This is the repository for supplementary files from:
H. T. Henry Chan, Marc A. Moesser, Rebecca K. Walters, Tika R. Malla, Rebecca M. Twidale, Tobias John, Helen M. Deeks, Tristan Johnston-Wood, Victor Mikhailov, Richard B. Sessions, William Dawson, Eidarus Salah, Petra Lukacik, Claire Strain-Damerell, David Owen, Takahito Nakajima, Katarzyna Swiderek, Alessio Lodola, Vicent Moliner, David R. Glowacki, Martin A. Walsh, Christopher J. Schofield, Luigi Genovese, Deborah Shoemark, Adrian J. Mulholland, Fernanda Duarte, Garrett M. Morris
doi: https://doi.org/10.1101/2021.06.18.446355
Here's an overview of our work:
The SARS-CoV-2 Mpro:substrate models reveal the stereochemical constraints of substrate specificity at each position from P6 through P5’. Those positions facing “into” the Mpro are spatially constrained, while the alternating positions facing “away” from Mpro are not.
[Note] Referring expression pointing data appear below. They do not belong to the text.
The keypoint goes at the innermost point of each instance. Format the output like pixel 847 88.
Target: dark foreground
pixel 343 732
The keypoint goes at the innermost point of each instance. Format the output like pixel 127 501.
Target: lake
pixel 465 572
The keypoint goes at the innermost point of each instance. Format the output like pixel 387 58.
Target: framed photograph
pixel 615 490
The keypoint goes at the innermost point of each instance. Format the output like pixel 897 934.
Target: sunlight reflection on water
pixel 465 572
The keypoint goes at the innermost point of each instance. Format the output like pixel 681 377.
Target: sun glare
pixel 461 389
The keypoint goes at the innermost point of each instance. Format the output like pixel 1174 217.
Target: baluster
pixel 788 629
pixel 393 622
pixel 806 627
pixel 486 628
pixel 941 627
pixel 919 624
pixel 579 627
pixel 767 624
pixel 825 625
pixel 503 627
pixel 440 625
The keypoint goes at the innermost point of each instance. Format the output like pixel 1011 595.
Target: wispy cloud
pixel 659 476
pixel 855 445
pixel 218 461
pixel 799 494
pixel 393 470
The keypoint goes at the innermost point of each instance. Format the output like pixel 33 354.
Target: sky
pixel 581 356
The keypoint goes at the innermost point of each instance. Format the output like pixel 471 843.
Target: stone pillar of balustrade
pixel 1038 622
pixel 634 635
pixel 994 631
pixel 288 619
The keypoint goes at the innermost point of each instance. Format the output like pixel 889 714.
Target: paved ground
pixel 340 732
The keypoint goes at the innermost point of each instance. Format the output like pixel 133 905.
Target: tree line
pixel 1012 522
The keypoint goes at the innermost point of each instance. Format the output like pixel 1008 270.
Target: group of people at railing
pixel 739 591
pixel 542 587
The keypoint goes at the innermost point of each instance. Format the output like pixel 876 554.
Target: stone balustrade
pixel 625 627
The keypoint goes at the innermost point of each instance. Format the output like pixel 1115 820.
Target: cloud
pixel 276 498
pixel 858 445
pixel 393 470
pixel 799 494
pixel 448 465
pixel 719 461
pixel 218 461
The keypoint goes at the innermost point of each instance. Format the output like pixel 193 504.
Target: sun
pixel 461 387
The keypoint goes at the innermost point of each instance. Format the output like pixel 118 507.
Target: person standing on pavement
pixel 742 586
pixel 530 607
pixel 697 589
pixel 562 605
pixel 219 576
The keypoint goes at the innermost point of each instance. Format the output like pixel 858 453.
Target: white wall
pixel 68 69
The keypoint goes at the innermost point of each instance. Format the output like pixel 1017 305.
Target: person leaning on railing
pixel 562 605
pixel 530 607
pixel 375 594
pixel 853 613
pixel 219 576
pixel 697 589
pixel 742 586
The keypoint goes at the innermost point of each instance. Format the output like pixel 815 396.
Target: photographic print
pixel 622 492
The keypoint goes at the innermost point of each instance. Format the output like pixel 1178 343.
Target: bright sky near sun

Here is a grid image of the 2q6g crystal structure (SARS-CoV Mpro H41A + T S A V L Q - S G F R K in pink) and the 11 energy minimized models of SARS-CoV-2 Mpro and the 11 native cleavage sites in orange.
Our work has greatly benefited from the publicly-available X-ray crystal structures of SARS-CoV-2 Mpro at the PDB and Diamond Light Source's XChem fragment screen.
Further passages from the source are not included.